Spiced Chocolate, Spelt and Hazelnut Crackle Cookies
- 120g butter, cubed, at room temperature
- 110g castor sugar
- 1 large egg, lightly beaten
- 125g spelt flour
- ½ tsp baking powder
- 20g cocoa powder
- 1 tsp mixed spice
- ¼ tsp salt
- 100g chocolate chips (70 per cent cocoa solids) or 100g dark cooking chocolate, cut into roughly ½ cm pieces
- 50g mashed ripe banana (about ½ small banana)
- 170g roasted hazelnuts, finely chopped (but not powdery)
- 100g icing sugar, sifted
Tip: Once the uncooked dough balls have been coated in the hazelnut and icing sugar, they can be kept in the fridge for up to 2 days, or frozen for up to 3 months. You can bake them from frozen, just add a minute or two to the baking time.
- Place the butter and sugar in the bowl of an electric mixer with the paddle attachment in place. Beat on a medium-high speed until light and fluffy, then gradually beat in the egg until incorporated.
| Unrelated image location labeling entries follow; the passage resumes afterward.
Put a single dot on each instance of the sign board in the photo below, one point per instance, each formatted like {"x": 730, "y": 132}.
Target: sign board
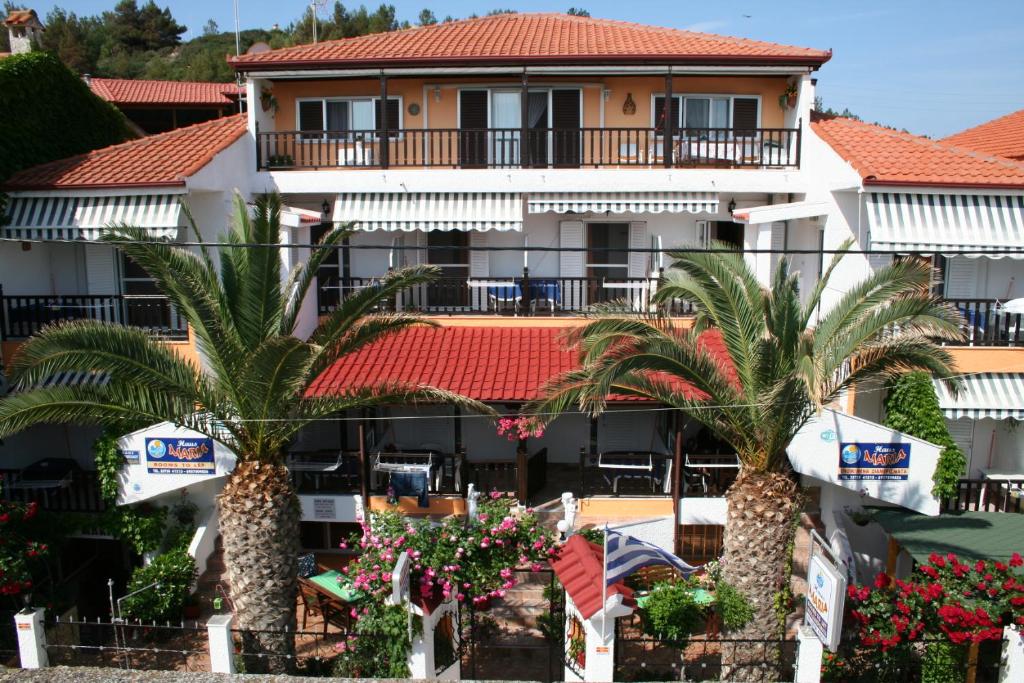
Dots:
{"x": 825, "y": 598}
{"x": 860, "y": 461}
{"x": 179, "y": 456}
{"x": 399, "y": 580}
{"x": 325, "y": 508}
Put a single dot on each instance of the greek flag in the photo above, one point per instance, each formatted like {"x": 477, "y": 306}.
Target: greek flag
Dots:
{"x": 624, "y": 555}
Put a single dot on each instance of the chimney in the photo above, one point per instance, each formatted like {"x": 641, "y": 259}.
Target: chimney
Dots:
{"x": 25, "y": 30}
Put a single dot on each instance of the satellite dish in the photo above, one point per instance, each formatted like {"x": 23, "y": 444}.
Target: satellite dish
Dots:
{"x": 258, "y": 47}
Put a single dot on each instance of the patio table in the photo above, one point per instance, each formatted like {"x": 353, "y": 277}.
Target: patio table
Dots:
{"x": 328, "y": 582}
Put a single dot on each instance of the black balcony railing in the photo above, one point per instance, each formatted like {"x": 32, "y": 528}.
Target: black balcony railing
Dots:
{"x": 544, "y": 147}
{"x": 24, "y": 315}
{"x": 985, "y": 324}
{"x": 517, "y": 296}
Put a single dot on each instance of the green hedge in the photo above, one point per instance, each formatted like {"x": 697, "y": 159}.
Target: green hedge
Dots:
{"x": 49, "y": 113}
{"x": 912, "y": 408}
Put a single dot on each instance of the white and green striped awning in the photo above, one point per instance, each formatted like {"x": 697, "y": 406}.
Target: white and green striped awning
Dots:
{"x": 623, "y": 203}
{"x": 992, "y": 395}
{"x": 929, "y": 223}
{"x": 86, "y": 217}
{"x": 430, "y": 211}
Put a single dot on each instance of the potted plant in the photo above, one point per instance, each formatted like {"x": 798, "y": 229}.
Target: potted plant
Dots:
{"x": 788, "y": 97}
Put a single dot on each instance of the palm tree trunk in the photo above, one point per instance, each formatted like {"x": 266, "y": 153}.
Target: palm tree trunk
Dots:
{"x": 758, "y": 530}
{"x": 259, "y": 525}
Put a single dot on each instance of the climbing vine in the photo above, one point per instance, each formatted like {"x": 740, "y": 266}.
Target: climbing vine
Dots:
{"x": 911, "y": 407}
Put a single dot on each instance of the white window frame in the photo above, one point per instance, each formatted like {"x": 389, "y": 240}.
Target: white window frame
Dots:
{"x": 680, "y": 125}
{"x": 314, "y": 137}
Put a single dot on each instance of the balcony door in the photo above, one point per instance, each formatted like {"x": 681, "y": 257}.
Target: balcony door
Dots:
{"x": 449, "y": 250}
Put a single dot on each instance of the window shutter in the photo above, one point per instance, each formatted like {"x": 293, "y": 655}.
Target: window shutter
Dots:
{"x": 962, "y": 278}
{"x": 473, "y": 122}
{"x": 704, "y": 233}
{"x": 311, "y": 116}
{"x": 101, "y": 269}
{"x": 777, "y": 243}
{"x": 744, "y": 116}
{"x": 571, "y": 263}
{"x": 479, "y": 267}
{"x": 638, "y": 260}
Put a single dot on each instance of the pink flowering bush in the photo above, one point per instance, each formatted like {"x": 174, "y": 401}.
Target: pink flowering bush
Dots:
{"x": 518, "y": 429}
{"x": 473, "y": 561}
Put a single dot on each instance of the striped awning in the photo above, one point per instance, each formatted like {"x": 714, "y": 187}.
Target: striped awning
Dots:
{"x": 993, "y": 395}
{"x": 85, "y": 217}
{"x": 430, "y": 211}
{"x": 928, "y": 223}
{"x": 623, "y": 203}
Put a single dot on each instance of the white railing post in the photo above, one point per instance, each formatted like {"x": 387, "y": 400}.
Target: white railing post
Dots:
{"x": 809, "y": 653}
{"x": 1012, "y": 666}
{"x": 32, "y": 638}
{"x": 218, "y": 631}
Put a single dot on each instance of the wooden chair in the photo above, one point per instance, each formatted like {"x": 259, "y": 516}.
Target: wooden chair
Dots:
{"x": 311, "y": 601}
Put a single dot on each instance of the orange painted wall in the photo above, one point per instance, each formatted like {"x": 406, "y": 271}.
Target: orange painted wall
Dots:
{"x": 442, "y": 114}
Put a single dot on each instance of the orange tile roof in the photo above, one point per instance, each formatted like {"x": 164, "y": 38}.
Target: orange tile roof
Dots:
{"x": 1000, "y": 137}
{"x": 22, "y": 17}
{"x": 128, "y": 91}
{"x": 886, "y": 157}
{"x": 542, "y": 38}
{"x": 166, "y": 159}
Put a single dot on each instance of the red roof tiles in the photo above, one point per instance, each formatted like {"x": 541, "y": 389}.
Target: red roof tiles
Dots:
{"x": 540, "y": 38}
{"x": 161, "y": 160}
{"x": 482, "y": 363}
{"x": 128, "y": 91}
{"x": 1000, "y": 137}
{"x": 886, "y": 157}
{"x": 580, "y": 566}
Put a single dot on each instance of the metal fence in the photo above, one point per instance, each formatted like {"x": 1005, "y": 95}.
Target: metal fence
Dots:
{"x": 907, "y": 663}
{"x": 128, "y": 644}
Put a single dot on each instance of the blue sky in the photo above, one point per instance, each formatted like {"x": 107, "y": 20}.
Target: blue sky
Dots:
{"x": 933, "y": 68}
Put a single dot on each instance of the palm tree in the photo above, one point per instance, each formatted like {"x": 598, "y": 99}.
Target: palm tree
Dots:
{"x": 244, "y": 314}
{"x": 787, "y": 361}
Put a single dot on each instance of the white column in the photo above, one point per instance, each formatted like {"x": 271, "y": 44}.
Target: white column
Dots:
{"x": 32, "y": 639}
{"x": 809, "y": 652}
{"x": 1013, "y": 655}
{"x": 218, "y": 631}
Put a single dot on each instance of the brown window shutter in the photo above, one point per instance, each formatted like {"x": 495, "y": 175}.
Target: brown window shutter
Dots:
{"x": 744, "y": 116}
{"x": 473, "y": 122}
{"x": 311, "y": 116}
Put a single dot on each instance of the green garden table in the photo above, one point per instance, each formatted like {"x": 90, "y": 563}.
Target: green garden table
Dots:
{"x": 328, "y": 582}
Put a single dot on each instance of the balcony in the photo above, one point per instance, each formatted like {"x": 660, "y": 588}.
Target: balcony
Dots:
{"x": 545, "y": 147}
{"x": 986, "y": 324}
{"x": 24, "y": 315}
{"x": 520, "y": 295}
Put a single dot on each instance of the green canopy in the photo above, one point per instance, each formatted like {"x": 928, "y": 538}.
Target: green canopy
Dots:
{"x": 976, "y": 536}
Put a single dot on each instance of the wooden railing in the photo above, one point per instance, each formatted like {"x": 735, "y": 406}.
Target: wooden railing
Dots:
{"x": 81, "y": 494}
{"x": 988, "y": 496}
{"x": 544, "y": 147}
{"x": 986, "y": 325}
{"x": 516, "y": 295}
{"x": 24, "y": 315}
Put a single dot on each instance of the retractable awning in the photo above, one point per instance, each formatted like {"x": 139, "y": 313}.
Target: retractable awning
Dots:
{"x": 929, "y": 223}
{"x": 430, "y": 211}
{"x": 775, "y": 212}
{"x": 992, "y": 395}
{"x": 623, "y": 203}
{"x": 86, "y": 217}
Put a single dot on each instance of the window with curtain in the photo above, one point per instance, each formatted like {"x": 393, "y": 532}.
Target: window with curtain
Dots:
{"x": 342, "y": 116}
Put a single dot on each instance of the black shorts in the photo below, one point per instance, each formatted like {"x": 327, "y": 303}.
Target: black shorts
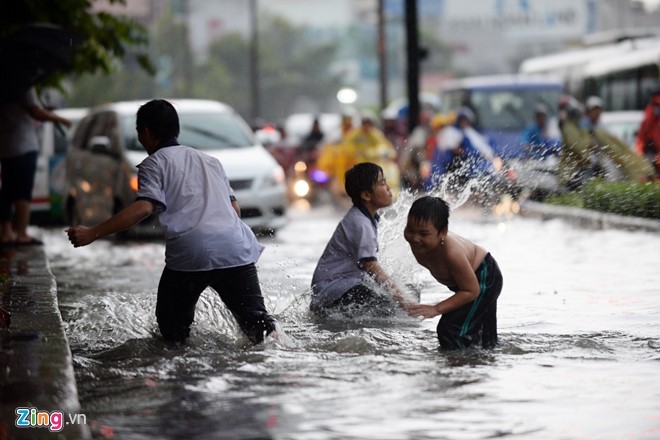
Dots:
{"x": 476, "y": 322}
{"x": 238, "y": 287}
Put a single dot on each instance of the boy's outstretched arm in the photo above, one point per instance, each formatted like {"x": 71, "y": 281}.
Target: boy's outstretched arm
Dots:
{"x": 127, "y": 217}
{"x": 376, "y": 271}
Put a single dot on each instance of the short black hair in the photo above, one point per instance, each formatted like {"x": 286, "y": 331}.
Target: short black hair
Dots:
{"x": 361, "y": 177}
{"x": 432, "y": 209}
{"x": 160, "y": 117}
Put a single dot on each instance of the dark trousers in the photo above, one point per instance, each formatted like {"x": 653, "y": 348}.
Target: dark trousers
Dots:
{"x": 476, "y": 322}
{"x": 238, "y": 287}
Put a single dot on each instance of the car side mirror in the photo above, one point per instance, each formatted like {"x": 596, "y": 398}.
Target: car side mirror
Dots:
{"x": 100, "y": 145}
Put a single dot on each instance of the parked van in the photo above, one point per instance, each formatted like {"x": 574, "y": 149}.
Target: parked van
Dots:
{"x": 101, "y": 167}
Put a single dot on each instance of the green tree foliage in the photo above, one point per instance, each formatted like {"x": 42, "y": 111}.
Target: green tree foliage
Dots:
{"x": 107, "y": 37}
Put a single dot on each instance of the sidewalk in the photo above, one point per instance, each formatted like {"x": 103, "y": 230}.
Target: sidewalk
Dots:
{"x": 36, "y": 368}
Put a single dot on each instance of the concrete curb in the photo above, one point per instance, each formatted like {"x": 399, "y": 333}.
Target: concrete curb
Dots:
{"x": 36, "y": 368}
{"x": 588, "y": 218}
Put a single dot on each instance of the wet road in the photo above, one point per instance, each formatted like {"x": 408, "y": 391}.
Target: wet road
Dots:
{"x": 579, "y": 321}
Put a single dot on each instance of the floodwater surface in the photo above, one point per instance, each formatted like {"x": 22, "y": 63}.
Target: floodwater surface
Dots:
{"x": 579, "y": 353}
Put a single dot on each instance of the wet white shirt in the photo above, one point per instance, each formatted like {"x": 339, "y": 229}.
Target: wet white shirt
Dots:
{"x": 191, "y": 193}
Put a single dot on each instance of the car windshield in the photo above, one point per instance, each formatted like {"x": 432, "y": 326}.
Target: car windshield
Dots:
{"x": 202, "y": 131}
{"x": 507, "y": 110}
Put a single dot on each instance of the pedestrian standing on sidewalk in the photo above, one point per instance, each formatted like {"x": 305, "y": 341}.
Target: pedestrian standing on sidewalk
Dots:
{"x": 206, "y": 243}
{"x": 19, "y": 151}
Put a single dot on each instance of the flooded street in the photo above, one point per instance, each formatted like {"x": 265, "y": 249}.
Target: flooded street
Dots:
{"x": 579, "y": 322}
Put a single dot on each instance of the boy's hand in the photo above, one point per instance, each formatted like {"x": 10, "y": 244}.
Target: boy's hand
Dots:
{"x": 80, "y": 236}
{"x": 422, "y": 311}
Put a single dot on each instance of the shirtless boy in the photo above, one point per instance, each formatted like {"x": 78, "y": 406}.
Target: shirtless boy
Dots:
{"x": 469, "y": 315}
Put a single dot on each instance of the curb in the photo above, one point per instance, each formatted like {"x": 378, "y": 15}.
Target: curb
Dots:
{"x": 36, "y": 369}
{"x": 588, "y": 217}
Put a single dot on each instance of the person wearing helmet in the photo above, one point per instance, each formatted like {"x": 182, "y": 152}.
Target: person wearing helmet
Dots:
{"x": 594, "y": 108}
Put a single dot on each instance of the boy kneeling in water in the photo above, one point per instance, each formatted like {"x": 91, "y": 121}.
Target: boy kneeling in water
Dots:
{"x": 469, "y": 315}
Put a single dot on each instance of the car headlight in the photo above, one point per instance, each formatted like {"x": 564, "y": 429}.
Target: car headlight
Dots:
{"x": 274, "y": 178}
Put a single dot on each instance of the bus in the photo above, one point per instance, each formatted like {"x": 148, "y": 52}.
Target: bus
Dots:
{"x": 622, "y": 73}
{"x": 503, "y": 105}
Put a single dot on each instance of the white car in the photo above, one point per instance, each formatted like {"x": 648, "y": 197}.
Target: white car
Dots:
{"x": 102, "y": 164}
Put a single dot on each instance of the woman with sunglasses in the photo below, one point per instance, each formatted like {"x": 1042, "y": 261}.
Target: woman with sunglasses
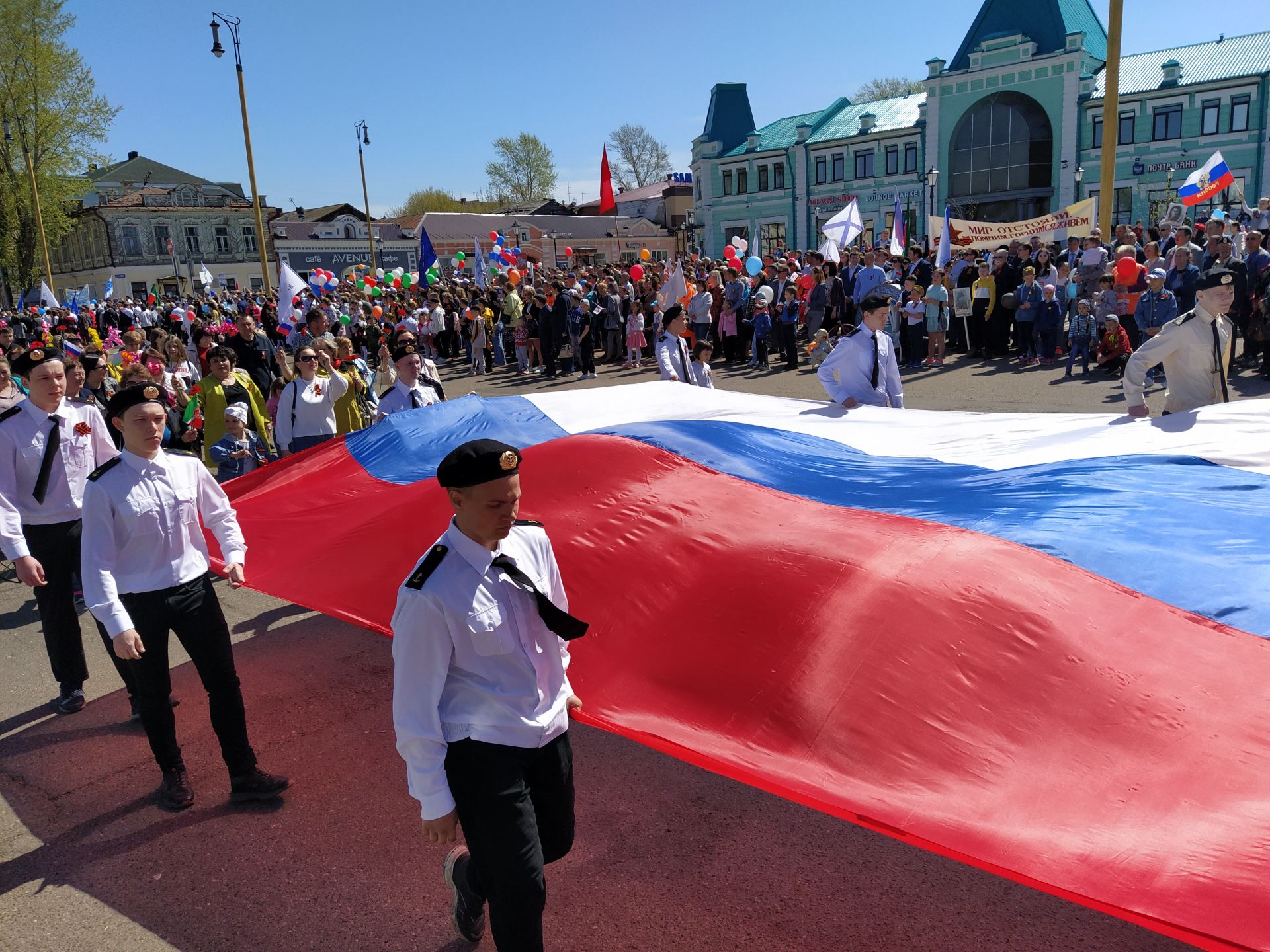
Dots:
{"x": 306, "y": 409}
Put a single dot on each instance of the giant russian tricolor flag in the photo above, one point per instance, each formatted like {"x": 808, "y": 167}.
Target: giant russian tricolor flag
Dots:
{"x": 1206, "y": 180}
{"x": 1034, "y": 643}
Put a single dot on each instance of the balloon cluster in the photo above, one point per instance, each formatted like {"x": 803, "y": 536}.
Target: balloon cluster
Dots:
{"x": 503, "y": 255}
{"x": 321, "y": 281}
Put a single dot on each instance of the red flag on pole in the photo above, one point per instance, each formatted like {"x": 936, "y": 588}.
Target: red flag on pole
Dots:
{"x": 606, "y": 187}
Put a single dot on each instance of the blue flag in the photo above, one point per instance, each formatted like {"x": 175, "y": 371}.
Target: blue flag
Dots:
{"x": 427, "y": 255}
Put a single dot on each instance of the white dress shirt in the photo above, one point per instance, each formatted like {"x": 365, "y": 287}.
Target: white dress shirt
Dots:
{"x": 1184, "y": 346}
{"x": 672, "y": 357}
{"x": 84, "y": 446}
{"x": 474, "y": 659}
{"x": 847, "y": 371}
{"x": 314, "y": 404}
{"x": 142, "y": 531}
{"x": 400, "y": 397}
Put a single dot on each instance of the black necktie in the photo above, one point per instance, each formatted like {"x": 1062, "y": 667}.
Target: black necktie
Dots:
{"x": 46, "y": 465}
{"x": 683, "y": 360}
{"x": 1217, "y": 360}
{"x": 558, "y": 619}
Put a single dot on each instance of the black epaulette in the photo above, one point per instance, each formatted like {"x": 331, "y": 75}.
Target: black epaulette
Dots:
{"x": 426, "y": 568}
{"x": 105, "y": 469}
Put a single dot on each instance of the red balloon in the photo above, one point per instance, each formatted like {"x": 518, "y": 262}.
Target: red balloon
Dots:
{"x": 1126, "y": 270}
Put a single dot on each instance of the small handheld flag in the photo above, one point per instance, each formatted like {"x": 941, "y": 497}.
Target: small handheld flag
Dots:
{"x": 1206, "y": 182}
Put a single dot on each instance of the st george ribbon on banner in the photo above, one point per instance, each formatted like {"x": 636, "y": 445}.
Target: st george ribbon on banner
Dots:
{"x": 1074, "y": 220}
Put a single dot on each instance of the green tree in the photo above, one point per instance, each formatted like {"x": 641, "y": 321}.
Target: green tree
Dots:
{"x": 437, "y": 200}
{"x": 886, "y": 88}
{"x": 642, "y": 159}
{"x": 55, "y": 120}
{"x": 525, "y": 171}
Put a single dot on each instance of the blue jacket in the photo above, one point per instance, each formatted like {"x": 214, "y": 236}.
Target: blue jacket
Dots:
{"x": 1155, "y": 310}
{"x": 1032, "y": 296}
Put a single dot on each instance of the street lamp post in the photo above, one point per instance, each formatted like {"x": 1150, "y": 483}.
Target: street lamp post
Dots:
{"x": 219, "y": 51}
{"x": 34, "y": 196}
{"x": 933, "y": 175}
{"x": 362, "y": 134}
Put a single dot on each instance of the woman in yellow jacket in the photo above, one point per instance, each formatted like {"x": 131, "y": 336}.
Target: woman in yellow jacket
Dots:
{"x": 226, "y": 385}
{"x": 984, "y": 299}
{"x": 349, "y": 413}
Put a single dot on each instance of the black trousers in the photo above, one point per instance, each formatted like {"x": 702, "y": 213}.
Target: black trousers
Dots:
{"x": 193, "y": 612}
{"x": 58, "y": 549}
{"x": 516, "y": 809}
{"x": 789, "y": 344}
- Sift the flour, baking powder, cocoa powder, mixed spice and salt into a bowl, then add to the butter mixture. Mix on a low speed for about 15 seconds, add the chocolate chips and banana, and continue to mix until combined. Cover the bowl with clingfilm and transfer to the fridge for at least 1 hour (and up to 2 days) to firm up.
- When ready to bake, preheat oven to 180C (170C fan-forced) and line a baking tray with baking paper.
- Place the hazelnut in a medium bowl, and the sifted icing sugar in a separate bowl. Remove the dough from the fridge and use an ice-cream scoop (or your hands) to form balls of about 3cm diameter, roughly 20g each. Roll the balls in the hazelnut so that they are completely coated and press the nuts in so that they stick. Then roll balls in the sugar so they are thickly coated all over. Place on the lined baking tray spaced 2cm to 3cm apart, then use your palm to flatten the cookies to 1cm thick.
- Bake for 10 minutes if you like a slightly gooey centre, and 12 minutes for a crunchier cookie. Remove from oven and cool on the tray for 10 minutes before gently transferring to a wire rack or plate. The cookies are best eaten on the day they are made, although will keep for up to 2 days.
Bruschetta with Tomato, Bacon, Arugula and Hazelnuts
Yield: 8 generous appetizers
- 8 (½-inch thick) slices good-quality crusty Italian-style bread
- 1 garlic clove, peeled and halved
- 3 ripe medium-sized tomatoes, chopped and drained
- 6 tablespoons extra virgin olive oil
- 3 slices bacon, fried, drained, and minced
- ¼ cup fresh arugula, finely chopped
- 1/3 cup crushed roasted and hazelnuts
- Salt and freshly ground black pepper
- About ½ cup crumbled Rogue Creamery Oregon Blue cheese
- 2 teaspoons balsamic vinegar
Grill or toast the bread until nicely browned on both sides. Rub with the cut garlic.
About 10 minutes before serving, combine the tomatoes, olive oil, bacon, arugula, and hazelnuts in a small bowl. Toss gently and season with salt and freshly ground pepper to taste.
To serve, spoon the tomato mixture onto the grilled bread. Top each serving with a portion of the Oregon Blue, and then drizzle on a bit of the balsamic vinegar. Place the slices onto a hot grill (or into a hot oven) and cook just until the blue cheese begins to melt. Serve immediately.